我們的品牌每年都會做“年味”係列服裝,到今年已經堅持了十年。仿佛是要把過去這一年積攢下的“喜慶”連本帶利一次性用光,反正都到春節了。
紅色當然就可以大張旗鼓地使用了,紅色變成了儀式,也變成了對自己的獎賞,任性又隆重。
說到儀式,我曾經在《豐收》這本書裏轉述過博物學家巴爾特拉姆記錄下的一個印第安人部落聖禮:
在收獲第一批果實那一天,全族的人打掃房子,集中所有可以拋棄的舊東西,把垃圾和舊東西一起倒在一個公共的空地上,用火燒掉它們。人們禁食三天,全部落的人都熄了火。禁食之時,同樣也禁絕了其他滿足。同時,大赦令宣布,一切罪人都可以回部落來,重新開始他們的生活。
在第四天清晨,廣場上生起了新的火焰……
這是我所知道的最真誠的儀式。這樣的儀式顯然不可能在當下發生了。現在各種儀式擠滿我們的生活,某家店鋪開業,某個電影節頒獎,某個人物的生日會,感動×××的人物評選……人們精心裝扮外表、醞釀說辭,小孩子們唱著他們不太明白的頌歌。
但很少再有那種由儀式帶來的莊重和敬畏了。雖然我們還有春節,但春節也隻剩下大吃大喝了——早已過了物資匱乏的年代,卻還沒有建立起在精神世界裏的秩序。
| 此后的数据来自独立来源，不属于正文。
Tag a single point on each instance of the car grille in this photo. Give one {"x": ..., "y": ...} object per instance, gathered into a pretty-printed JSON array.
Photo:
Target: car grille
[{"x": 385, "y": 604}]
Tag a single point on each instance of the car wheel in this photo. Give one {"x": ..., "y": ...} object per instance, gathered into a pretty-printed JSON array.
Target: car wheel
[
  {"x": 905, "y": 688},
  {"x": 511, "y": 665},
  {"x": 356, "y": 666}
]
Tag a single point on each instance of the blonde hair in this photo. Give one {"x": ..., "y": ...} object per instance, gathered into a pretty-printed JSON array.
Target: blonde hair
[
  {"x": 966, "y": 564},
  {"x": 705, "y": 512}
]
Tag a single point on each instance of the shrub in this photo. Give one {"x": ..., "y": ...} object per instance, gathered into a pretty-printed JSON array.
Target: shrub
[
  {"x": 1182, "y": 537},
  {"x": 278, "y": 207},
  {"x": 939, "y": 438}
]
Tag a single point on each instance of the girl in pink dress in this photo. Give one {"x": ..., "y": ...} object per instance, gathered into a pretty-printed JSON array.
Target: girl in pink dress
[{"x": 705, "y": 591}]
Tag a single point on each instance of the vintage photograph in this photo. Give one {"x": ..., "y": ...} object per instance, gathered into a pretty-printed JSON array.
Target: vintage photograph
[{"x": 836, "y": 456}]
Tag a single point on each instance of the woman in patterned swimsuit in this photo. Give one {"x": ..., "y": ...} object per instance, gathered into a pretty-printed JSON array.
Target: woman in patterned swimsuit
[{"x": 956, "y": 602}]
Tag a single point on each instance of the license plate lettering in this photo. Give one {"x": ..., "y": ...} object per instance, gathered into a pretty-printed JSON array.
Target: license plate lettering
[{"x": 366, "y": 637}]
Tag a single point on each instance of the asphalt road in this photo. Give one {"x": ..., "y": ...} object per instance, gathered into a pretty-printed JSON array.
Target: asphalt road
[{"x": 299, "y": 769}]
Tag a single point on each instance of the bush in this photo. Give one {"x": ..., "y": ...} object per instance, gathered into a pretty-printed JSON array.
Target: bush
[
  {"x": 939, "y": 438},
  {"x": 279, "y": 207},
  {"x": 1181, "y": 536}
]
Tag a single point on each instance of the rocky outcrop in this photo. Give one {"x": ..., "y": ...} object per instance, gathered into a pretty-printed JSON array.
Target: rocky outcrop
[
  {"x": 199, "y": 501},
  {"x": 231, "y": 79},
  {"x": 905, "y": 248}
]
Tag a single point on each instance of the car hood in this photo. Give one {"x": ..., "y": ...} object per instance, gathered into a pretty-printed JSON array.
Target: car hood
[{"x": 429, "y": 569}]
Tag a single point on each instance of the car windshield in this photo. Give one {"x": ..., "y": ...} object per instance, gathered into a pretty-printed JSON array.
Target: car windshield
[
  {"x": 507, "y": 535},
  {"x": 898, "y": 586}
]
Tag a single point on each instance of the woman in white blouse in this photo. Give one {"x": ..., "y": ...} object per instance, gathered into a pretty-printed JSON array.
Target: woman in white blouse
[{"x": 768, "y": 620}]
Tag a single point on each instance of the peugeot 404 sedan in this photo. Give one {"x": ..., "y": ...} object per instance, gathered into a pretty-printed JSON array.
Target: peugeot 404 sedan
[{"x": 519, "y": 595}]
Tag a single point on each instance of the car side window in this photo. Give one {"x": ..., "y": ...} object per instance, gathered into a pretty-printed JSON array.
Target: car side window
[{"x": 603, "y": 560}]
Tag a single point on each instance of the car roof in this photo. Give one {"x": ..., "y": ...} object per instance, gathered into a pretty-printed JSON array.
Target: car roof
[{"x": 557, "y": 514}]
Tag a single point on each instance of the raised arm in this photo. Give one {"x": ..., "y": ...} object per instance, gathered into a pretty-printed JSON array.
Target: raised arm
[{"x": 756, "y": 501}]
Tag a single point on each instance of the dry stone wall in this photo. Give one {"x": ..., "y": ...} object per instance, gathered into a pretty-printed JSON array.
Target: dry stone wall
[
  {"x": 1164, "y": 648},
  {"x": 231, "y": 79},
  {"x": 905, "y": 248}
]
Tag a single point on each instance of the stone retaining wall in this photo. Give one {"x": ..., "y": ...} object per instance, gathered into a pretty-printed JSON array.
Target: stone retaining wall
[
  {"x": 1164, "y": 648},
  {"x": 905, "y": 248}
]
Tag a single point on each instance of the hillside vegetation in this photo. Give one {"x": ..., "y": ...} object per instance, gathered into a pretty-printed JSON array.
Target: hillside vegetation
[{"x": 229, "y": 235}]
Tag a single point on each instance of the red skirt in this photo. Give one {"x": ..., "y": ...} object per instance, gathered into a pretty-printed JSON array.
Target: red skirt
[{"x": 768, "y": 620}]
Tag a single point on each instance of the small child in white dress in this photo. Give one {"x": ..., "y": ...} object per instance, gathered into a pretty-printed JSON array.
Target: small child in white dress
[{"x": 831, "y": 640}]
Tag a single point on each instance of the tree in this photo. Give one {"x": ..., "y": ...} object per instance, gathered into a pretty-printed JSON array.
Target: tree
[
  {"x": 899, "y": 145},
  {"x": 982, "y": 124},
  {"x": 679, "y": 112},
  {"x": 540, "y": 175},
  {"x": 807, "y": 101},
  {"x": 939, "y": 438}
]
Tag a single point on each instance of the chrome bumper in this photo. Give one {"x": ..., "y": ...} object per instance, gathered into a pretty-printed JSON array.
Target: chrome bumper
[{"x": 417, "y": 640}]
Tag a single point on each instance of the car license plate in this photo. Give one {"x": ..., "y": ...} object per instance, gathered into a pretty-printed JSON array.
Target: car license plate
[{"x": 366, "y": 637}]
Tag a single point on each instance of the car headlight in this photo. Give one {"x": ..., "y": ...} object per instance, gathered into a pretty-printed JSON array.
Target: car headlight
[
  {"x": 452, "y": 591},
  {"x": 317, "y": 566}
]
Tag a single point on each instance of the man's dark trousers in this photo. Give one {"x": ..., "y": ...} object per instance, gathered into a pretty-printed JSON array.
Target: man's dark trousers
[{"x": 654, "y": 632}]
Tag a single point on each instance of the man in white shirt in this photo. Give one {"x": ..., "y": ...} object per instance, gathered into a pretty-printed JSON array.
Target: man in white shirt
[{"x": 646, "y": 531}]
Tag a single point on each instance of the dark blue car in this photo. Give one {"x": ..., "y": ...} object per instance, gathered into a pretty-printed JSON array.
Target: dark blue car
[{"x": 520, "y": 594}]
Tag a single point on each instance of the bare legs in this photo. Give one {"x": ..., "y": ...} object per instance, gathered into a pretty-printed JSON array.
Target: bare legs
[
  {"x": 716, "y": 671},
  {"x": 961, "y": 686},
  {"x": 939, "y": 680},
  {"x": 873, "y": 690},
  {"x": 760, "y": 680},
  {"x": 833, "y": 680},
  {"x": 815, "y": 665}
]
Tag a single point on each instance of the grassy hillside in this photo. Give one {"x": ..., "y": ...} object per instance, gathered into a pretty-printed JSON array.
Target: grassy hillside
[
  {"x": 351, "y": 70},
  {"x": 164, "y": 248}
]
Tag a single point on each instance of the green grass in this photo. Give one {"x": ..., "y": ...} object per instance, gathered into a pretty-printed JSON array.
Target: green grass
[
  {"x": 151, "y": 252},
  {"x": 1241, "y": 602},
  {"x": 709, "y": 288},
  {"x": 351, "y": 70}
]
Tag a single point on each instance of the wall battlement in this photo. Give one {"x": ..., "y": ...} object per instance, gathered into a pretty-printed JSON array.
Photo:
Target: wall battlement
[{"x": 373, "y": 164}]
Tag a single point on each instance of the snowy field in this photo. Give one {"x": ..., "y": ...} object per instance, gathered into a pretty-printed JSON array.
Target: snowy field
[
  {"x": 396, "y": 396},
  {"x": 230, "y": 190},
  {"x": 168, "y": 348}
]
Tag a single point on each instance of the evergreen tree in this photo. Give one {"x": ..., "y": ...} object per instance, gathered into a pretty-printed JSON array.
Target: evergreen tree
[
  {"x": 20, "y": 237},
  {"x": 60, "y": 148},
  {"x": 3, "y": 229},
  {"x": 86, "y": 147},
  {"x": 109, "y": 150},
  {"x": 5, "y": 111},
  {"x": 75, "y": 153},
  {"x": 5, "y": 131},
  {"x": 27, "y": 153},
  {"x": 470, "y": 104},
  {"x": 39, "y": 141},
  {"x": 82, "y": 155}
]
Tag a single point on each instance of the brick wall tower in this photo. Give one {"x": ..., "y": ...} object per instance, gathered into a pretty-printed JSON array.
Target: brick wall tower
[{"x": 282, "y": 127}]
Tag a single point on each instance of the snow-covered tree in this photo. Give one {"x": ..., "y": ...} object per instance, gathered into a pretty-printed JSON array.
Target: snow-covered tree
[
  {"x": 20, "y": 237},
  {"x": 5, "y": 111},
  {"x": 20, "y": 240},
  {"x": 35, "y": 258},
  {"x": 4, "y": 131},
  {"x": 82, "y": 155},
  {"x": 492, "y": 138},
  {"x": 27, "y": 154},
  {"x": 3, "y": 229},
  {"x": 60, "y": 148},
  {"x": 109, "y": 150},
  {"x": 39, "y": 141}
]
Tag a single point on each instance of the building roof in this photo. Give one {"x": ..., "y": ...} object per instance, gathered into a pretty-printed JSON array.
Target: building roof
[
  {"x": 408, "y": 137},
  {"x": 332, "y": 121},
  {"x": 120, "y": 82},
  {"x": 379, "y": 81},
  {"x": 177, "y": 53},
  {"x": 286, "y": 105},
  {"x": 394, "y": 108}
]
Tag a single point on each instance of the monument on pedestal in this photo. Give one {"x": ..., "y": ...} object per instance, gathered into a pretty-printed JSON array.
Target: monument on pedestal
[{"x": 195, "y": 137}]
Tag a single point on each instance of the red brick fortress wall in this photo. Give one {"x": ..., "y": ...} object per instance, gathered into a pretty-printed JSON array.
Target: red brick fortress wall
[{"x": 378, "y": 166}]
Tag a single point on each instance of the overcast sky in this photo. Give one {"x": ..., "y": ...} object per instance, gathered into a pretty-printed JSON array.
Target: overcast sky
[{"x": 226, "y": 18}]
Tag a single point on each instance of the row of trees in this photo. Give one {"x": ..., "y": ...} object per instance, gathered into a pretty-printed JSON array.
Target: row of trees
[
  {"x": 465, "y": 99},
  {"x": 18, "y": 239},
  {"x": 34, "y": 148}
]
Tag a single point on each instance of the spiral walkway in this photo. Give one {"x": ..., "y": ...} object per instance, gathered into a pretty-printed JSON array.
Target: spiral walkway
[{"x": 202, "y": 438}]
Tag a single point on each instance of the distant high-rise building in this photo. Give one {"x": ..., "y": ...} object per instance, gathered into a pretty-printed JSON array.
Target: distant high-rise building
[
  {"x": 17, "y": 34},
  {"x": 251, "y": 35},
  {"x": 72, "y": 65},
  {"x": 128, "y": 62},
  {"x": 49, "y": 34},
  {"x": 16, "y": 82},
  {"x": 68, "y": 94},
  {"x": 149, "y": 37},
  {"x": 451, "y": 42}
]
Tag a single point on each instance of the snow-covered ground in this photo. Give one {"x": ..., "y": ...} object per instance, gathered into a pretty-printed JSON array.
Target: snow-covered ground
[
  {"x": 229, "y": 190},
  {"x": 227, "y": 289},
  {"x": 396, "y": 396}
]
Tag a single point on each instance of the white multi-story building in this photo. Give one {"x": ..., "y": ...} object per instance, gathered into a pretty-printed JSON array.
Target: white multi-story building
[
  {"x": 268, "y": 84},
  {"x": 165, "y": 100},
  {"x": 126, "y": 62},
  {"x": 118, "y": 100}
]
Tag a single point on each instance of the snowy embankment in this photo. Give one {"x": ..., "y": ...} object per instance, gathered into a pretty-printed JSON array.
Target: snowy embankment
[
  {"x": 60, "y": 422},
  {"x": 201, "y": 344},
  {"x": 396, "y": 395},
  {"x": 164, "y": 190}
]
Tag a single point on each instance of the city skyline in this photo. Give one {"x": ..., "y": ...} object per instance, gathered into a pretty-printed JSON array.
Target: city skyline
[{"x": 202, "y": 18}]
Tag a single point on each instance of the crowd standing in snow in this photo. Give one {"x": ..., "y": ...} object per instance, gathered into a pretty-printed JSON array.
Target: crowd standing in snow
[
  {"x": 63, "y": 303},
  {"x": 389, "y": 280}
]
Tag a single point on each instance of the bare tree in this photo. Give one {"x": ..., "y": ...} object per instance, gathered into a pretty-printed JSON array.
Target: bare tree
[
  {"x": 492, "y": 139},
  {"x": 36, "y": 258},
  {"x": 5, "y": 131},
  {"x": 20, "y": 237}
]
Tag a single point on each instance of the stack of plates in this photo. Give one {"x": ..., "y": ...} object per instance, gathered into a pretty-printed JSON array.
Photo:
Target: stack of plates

懷念小時候過年穿新衣(一年也就隻有過年這天才能有一身裁剪合身的新衣服)。至今還記得小時候穿上新衣服,提著一串鞭炮在村子裏晃**的喜悅。所以,我們想在每一次的年味係列上架之時重溫小時候的歡喜,像個孩子那樣對事物保持單純的愛,深深地浸入、真實地擁有這一刻的生命。
越冷越要熱烈、越落寞越要歡慶、越孤獨越要豐富,願每個悲觀主義者的心裏都開出倔強而高傲的花朵。